Он вежливо говорит мне, что Горький тоже коллекционировал нэцке. Мы выпиваем еще кофе. Я привез с собой конверт с документами, который нашел в квартире Игги в Токио, между старыми номерами «Архитектурного дайджеста». Саша потрясен тем, что я привез оригиналы, а не копии, но, наблюдая за ним, я замечаю, что он перебирает разные бумаги, точно пианист клавиши.
Там есть документы, свидетельствующие о том, что грозный Игнац, строитель дворца, был в Одессе консулом шведской и норвежской короны, и свидетельство, подписанное царем, о том, что ему позволено носить бессарабскую медаль, и какие-то бумаги из раввината. Это очень старый документ, говорит Саша, с 1870 года они выглядели уже иначе: вот печать, а вот запись об уплате пошлины. Вот подпись губернатора, она всегда очень энергичная — глядите, едва не прорвал бумагу. Поглядите-ка на этот адрес: угол улиц Икс и Игрек! Очень по-одесски. А вот это переписано рукой письмоводителя, почерк очень плохой.
Пока Саша перебирает эти иссушенные записи, возвращая им жизнь, я вдруг впервые всматриваюсь в сам конверт. Адрес надписан рукой Виктора — в сентябре 1938 года он пересылал эти бумаги Элизабет из Кевечеша. Эта пачка безусловно что-то значила для Виктора и Игги. Это был семейный архив. Я бережно кладу бумаги обратно в конверт.
По пути обратно, в гостиницу, мы заходим в синагогу. Говорили, будто одесские евреи были такими богохульниками, что тушили сигареты прямо о стены синагоги. Для них, наверное, устроен особый круг ада. Сейчас тут, внутри, кипит жизнь. Недавно здесь открылась школа, которой заведуют молодые люди из Тель-Авива. Часть здания реставрируют. К нам подходит один из студентов и здоровается с нами по-английски. Мы деликатно заглядываем, не желая тревожить их, и там, в левой части комнаты, впереди, стоит желтое кресло. Это кресло для пасхального седера, — кресло для избранного, особое кресло, которое всегда стоит в стороне.

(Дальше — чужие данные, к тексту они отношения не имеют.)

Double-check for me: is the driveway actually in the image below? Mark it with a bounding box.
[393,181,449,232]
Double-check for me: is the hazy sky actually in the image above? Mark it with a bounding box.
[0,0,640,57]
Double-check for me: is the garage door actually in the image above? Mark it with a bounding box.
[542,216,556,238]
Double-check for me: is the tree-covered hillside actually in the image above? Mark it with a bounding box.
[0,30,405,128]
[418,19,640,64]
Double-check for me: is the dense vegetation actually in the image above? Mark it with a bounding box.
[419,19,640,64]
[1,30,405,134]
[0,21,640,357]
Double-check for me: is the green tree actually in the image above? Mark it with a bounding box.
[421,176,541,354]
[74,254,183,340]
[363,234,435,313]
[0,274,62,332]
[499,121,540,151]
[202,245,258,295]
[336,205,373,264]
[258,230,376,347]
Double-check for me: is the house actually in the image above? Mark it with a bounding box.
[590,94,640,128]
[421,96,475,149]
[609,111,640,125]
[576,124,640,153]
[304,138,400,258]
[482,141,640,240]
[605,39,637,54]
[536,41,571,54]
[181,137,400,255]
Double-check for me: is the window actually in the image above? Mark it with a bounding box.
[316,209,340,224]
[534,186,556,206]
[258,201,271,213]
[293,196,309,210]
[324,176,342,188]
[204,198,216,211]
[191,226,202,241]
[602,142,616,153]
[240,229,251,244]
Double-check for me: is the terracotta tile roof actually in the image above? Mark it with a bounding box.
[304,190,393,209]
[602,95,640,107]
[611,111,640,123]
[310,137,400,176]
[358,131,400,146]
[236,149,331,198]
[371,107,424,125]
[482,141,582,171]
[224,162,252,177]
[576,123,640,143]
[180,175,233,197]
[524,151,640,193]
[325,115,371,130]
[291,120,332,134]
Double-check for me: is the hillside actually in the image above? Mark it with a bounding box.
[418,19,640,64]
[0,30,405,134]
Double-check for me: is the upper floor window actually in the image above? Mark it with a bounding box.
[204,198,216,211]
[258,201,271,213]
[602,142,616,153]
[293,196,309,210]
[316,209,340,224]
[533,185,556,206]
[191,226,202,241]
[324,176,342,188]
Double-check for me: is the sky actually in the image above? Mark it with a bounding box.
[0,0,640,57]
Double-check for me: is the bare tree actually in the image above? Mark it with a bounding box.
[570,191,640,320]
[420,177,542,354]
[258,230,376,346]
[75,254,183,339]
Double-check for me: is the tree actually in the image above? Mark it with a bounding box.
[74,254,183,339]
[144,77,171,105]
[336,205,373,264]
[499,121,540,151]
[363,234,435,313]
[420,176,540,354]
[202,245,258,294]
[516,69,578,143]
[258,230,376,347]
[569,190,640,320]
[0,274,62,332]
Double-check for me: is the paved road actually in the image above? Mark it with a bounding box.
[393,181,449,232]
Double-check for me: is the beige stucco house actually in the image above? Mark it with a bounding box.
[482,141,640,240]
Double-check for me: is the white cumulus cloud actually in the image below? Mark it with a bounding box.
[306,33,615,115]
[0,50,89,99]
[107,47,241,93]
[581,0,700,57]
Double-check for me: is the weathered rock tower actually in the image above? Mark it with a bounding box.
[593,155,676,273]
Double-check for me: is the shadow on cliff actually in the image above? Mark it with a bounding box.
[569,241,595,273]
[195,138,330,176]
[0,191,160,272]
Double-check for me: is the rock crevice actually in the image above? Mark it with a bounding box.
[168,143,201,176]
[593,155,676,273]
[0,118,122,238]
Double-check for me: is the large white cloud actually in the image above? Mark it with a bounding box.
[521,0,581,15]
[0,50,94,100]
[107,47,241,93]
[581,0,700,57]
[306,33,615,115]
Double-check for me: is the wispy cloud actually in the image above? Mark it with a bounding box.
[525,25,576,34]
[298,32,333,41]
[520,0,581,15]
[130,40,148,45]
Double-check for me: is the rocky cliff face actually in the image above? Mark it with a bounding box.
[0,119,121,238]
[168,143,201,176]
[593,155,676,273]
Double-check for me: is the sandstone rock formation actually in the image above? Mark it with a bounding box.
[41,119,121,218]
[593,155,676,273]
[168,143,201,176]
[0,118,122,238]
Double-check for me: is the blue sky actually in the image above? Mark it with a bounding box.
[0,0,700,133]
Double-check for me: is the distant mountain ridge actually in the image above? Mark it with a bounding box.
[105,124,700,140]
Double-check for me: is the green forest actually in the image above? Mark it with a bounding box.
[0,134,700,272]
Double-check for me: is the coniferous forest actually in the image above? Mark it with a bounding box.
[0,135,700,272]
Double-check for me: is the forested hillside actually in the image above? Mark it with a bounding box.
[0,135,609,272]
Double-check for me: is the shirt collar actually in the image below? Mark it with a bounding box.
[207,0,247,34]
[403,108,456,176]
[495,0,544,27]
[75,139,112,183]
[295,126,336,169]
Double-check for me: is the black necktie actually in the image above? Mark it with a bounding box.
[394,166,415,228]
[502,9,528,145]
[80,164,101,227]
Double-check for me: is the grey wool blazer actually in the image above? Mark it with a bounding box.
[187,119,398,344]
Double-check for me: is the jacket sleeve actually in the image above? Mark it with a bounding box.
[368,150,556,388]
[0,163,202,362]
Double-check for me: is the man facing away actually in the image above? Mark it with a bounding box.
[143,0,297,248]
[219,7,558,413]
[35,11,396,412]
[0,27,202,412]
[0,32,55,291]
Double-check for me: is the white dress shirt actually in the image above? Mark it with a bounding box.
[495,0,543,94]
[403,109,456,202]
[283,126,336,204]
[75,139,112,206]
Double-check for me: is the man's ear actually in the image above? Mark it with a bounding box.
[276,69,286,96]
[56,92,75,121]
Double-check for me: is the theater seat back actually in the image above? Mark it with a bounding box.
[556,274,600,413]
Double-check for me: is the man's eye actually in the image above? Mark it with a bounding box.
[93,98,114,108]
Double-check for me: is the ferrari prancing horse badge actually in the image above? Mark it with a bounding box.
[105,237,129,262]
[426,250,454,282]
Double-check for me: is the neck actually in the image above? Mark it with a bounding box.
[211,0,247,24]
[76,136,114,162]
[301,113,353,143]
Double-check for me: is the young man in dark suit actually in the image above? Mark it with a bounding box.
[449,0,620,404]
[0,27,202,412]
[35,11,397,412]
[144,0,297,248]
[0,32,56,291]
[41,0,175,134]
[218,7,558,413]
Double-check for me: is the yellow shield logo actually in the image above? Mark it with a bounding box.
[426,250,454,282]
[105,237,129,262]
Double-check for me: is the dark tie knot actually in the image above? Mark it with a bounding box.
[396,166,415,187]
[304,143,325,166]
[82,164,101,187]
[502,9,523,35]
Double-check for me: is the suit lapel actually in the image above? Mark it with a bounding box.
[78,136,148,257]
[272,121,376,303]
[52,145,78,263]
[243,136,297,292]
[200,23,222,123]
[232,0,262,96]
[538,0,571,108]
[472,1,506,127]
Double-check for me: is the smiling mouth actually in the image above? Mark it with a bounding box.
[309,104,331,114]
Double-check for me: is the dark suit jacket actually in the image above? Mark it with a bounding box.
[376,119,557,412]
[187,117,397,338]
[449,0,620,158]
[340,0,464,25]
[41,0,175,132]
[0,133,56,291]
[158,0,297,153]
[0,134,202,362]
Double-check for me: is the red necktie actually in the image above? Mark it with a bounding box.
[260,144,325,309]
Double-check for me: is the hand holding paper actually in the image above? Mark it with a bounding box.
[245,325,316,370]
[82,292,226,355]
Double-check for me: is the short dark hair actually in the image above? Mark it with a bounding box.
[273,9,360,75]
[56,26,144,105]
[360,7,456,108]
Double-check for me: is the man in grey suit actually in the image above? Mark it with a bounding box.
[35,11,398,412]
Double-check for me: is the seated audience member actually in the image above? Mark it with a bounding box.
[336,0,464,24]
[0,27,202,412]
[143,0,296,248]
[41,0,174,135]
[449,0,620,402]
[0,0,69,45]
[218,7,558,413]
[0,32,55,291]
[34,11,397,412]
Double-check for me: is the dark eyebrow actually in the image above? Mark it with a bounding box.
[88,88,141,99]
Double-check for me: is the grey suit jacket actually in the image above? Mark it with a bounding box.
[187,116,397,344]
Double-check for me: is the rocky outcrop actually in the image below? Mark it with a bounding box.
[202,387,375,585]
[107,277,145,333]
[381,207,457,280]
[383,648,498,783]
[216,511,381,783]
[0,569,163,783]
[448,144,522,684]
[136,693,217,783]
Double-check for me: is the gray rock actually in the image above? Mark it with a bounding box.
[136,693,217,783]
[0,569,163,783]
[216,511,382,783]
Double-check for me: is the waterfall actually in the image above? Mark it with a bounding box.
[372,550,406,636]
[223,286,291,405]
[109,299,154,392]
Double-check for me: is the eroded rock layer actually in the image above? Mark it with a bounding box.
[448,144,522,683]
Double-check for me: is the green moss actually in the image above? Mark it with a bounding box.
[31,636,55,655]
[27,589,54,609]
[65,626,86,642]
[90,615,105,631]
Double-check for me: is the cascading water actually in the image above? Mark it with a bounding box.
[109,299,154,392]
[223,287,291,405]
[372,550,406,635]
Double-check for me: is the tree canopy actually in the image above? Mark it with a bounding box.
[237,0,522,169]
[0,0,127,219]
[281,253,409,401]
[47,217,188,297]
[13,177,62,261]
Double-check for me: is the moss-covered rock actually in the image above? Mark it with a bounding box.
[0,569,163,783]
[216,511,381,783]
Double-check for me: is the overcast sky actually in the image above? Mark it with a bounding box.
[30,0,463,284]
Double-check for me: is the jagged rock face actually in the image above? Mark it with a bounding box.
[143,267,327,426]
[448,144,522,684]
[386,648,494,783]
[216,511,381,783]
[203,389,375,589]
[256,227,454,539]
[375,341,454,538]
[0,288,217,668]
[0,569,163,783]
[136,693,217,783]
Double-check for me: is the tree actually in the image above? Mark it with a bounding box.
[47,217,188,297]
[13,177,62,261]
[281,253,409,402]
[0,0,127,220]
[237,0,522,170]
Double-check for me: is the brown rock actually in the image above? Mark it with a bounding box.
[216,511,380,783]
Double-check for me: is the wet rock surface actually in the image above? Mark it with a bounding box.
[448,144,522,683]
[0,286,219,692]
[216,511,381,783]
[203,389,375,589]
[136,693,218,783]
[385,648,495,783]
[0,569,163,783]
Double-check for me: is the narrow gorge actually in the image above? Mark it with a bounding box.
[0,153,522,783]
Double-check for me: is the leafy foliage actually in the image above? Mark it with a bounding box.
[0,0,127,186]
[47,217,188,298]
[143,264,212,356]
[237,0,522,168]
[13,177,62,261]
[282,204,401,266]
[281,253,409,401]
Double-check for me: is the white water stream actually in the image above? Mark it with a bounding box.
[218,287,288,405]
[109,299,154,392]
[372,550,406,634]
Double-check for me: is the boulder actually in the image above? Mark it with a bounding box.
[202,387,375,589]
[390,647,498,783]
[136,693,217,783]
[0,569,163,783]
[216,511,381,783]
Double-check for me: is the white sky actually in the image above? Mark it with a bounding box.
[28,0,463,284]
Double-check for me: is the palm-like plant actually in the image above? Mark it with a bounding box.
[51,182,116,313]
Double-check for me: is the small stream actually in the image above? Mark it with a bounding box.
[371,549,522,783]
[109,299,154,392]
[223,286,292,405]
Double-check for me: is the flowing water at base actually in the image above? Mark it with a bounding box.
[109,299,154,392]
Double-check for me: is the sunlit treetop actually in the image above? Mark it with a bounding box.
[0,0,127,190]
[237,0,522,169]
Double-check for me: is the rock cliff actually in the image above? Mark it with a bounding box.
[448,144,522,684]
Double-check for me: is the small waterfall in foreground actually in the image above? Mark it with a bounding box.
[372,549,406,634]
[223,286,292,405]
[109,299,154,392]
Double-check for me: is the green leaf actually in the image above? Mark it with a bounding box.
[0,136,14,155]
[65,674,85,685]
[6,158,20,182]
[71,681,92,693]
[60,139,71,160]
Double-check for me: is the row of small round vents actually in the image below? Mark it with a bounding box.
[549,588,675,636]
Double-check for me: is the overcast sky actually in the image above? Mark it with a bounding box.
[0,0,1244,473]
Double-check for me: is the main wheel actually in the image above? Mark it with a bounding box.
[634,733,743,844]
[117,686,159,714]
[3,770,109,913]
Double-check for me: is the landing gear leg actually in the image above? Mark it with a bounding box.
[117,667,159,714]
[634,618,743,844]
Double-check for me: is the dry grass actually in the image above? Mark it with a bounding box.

Желтое кресло Шарля оставалось невидимым, стоя на виду. Оно было настолько очевидно, что просто растворялось на фоне картин Дега и Моро, рядом с витриной, полной нэцке, в его парижском салоне. Желтое кресло — это каламбур, еврейская шутка.
Стоя перед Археологическим музеем с его статуей борющегося со змеями Лаокоона — того самого, которого Шарль рисовал маленькому Виктору, — я сознаю, насколько я ошибался. Я думал, мальчики уехали из Одессы получать образование в Вене и Париже. Я думал, что Шарль отправился в свое большое турне по югу Европы, чтобы расширить горизонты, чтобы уехать подальше от глуши и узнать побольше о классическом искусстве. А оказалось, что весь этот город — сплошной образец классического мира, замерший над портом. Здесь, в ста метрах от дома Эфрусси на бульваре, находился музей, где множество залов заполнены античными экспонатами, найденными прямо здесь, при строительстве новой Одессы, каждое десятилетие удваивавшейся в размерах. Конечно, в Одессе имелись свои ученые и коллекционеры. Только из-за того, что Одесса была пыльным городом, населенным грузчиками, матросами, кочегарами, рыбаками, ныряльщиками, контрабандистами, авантюристами, мошенниками и торговцами — такими, как их дед Иоахим, отгрохавший дворец, — вовсе не значило, что здесь нет писателей и художников.